Buerger disease is also known as thromboangiitis obliterans because of the inflammatory cellular debris that occludes the vessel lumen. Even though the disease is a panarteritis, the vessel wall remains relatively intact, including the elastic lamellae. The distal small to medium arteries and veins of the lower and upper extremities are most commonly involved, usually with preservation of the proximal inflow vessels. Rarely, visceral, iliac, coronary, and pulmonary arteries can be involved. Buerger disease primarily affects male smokers younger than age 50, although female patients now comprise almost one third of all cases. This diagnosis should be suspected in any young patient presenting with small-vessel occlusive disease in the absence of diabetes. The lower extremities are almost always involved, and the upper extremities are involved in more than half of patients. A migratory thrombophlebitis, usually of the superficial veins, is seen in up to 30% of patients. The incidence of Buerger disease has decreased dramatically in the last 50 years, for reasons as yet unknown.

The angiographic appearance of Buerger disease is dramatic, with occlusion of most or all named vessels below the knee or elbow ( Fig. 1-17 ). Because the vessel wall architecture is preserved, prominent collaterals develop in the vaso vasorum of the occluded arteries. This results in a typical “corkscrew” appearance of collaterals on angiography, quite distinct from collaterals resulting from atherosclerotic occlusions.

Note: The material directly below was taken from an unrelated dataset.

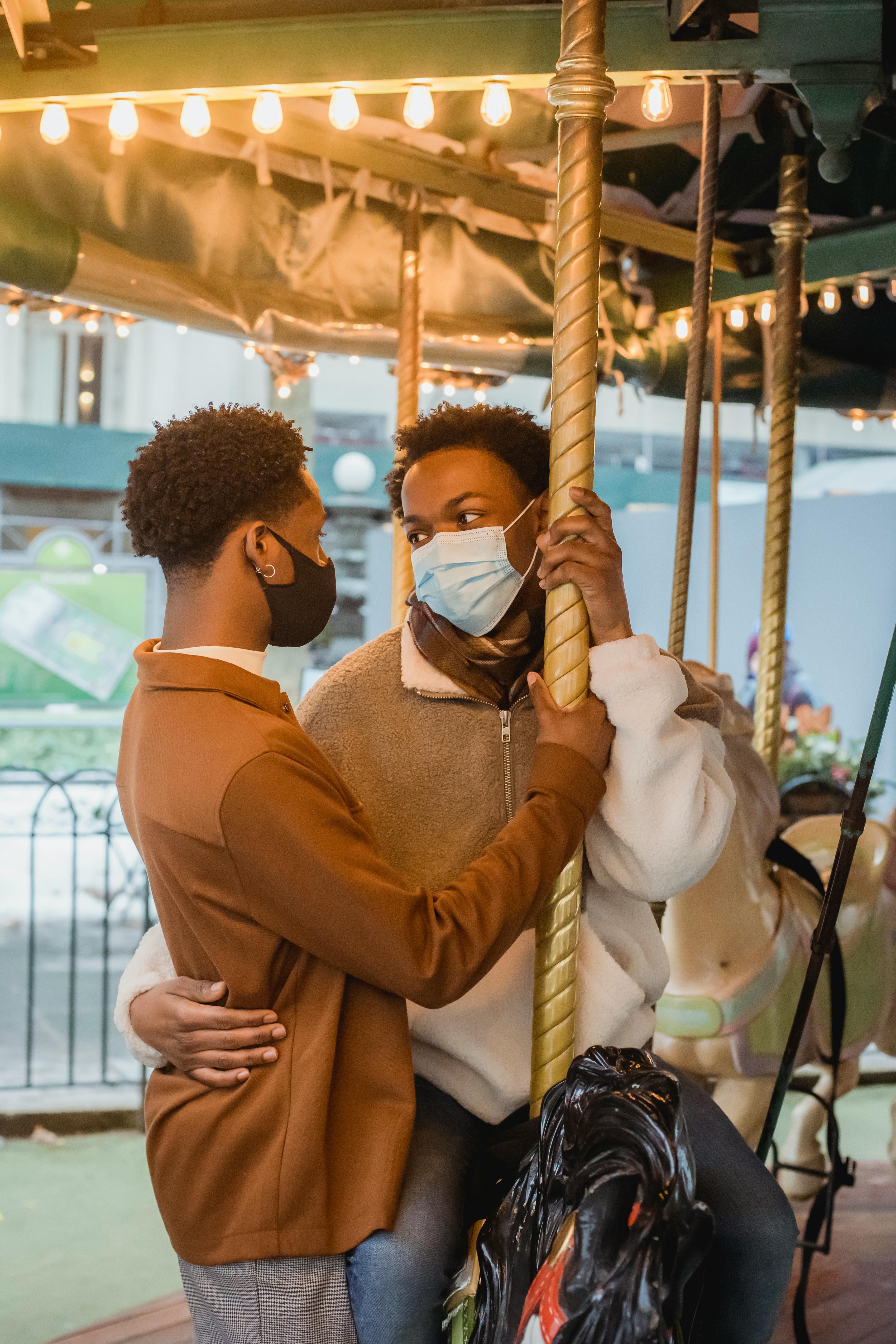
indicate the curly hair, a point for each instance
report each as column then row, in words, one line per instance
column 511, row 435
column 202, row 476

Behçet disease presents with recurrent oral and genital aphthous ulcers, skin lesions, ocular inflammation, arthritis, gastrointestinal symptoms, and epididymitis. Patients are usually between 20 and 40 years of age. Males are affected more commonly than females, at a ratio of almost 2:1. Pathologically, Behçet disease is an inflammatory disorder of small blood vessels, in particular venules. The clinical vascular manifestations of Behçet disease occur in 20% of cases, with superficial venous thrombosis predominating. Aortic and pulmonary artery aneurysms, arterial occlusive disease, and central venous thrombosis occur in less than 5% of patients ( Fig. 1-18 ).

Radiation arteritis is the result of injury to radiosensitive endothelial cells during external beam radiation for malignancy. Symptoms occur when the total radiation dose exceeds 50 Gray. The clinical presentation varies with the time interval from the radiation exposure. Thrombosis is most common within 5 years of treatment; mural fibrosis, stenosis, and occlusion with a paucity of collaterals occur between 5 and 10 years after treatment. Late manifestations include periarterial fibrosis and accelerated atherosclerosis, often in unusual distributions localized to the irradiated tissues ( Fig. 1-19 ). New techniques for delivering radiation and careful planning limit the incidence of this complication.

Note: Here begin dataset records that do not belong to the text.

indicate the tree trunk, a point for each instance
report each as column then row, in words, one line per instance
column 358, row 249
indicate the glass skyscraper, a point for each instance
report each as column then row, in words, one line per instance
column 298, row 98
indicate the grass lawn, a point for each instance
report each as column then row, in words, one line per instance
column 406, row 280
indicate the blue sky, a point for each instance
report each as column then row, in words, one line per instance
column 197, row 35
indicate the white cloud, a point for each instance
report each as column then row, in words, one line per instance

Kawasaki disease, also known as mucocutaneous lymph node syndrome , is a rare disease of infants and children younger than 1 year. A vasculitis affects primarily small and medium-sized arteries. The most notable presenting vascular abnormality is coronary artery aneurysm, which may thrombose or rupture. Aneurysms of other arteries occur as well. This disease has been rarely reported in patients older than 9 years of age.

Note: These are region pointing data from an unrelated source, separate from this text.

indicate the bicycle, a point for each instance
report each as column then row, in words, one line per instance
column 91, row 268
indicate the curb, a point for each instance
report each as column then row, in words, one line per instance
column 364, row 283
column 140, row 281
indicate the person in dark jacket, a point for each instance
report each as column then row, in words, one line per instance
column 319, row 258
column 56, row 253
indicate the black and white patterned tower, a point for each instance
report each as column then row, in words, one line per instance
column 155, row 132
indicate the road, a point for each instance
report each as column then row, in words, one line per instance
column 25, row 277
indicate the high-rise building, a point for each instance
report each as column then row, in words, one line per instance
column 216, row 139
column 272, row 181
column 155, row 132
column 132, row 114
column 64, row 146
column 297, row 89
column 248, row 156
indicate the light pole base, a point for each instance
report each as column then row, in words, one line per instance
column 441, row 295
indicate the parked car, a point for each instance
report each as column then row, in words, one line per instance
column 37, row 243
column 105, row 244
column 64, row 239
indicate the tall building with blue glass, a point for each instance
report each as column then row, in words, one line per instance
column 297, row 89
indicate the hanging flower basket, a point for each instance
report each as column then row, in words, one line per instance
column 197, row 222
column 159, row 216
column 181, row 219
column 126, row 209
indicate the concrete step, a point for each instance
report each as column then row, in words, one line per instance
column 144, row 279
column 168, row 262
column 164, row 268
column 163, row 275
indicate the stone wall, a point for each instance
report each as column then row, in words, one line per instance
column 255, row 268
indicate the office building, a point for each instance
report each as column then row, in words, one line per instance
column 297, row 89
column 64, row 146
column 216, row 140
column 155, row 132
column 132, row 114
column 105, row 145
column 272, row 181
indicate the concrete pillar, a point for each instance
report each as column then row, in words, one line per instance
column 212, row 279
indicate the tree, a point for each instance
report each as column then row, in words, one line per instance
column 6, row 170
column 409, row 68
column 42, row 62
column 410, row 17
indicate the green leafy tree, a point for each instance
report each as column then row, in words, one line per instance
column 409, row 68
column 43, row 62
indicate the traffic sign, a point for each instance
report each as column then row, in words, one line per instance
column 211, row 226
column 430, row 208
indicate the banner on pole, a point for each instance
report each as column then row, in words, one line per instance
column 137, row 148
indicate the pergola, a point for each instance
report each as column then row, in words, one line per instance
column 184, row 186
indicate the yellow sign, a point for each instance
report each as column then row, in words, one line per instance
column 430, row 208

Systemic lupus erythematosus (SLE) and other collagen vascular diseases are usually characterized by musculoskeletal symptoms and serologic markers. Diagnosis is rarely made on the basis of angiographic findings alone. More commonly, patients with a known connective tissue disorder develop symptoms that suggest vascular involvement, such as digital ischemia and ulcerations. In these cases, angiography is performed to exclude another, correctable problem such as digital arterial emboli. The typical angiographic findings of lupus vasculitis in the hand are focal occlusions and irregular stenoses of the palmar and digital arteries ( Fig. 1-20 ). Similar lesions may be seen in scleroderma.

Patients with rheumatoid arthritis, ankylosing spondylitis, reactive arthropathy, and psoriatic arthritis can develop ascending aortic dilatation with aortic valve insufficiency. These patients are also prone to aortic dissection.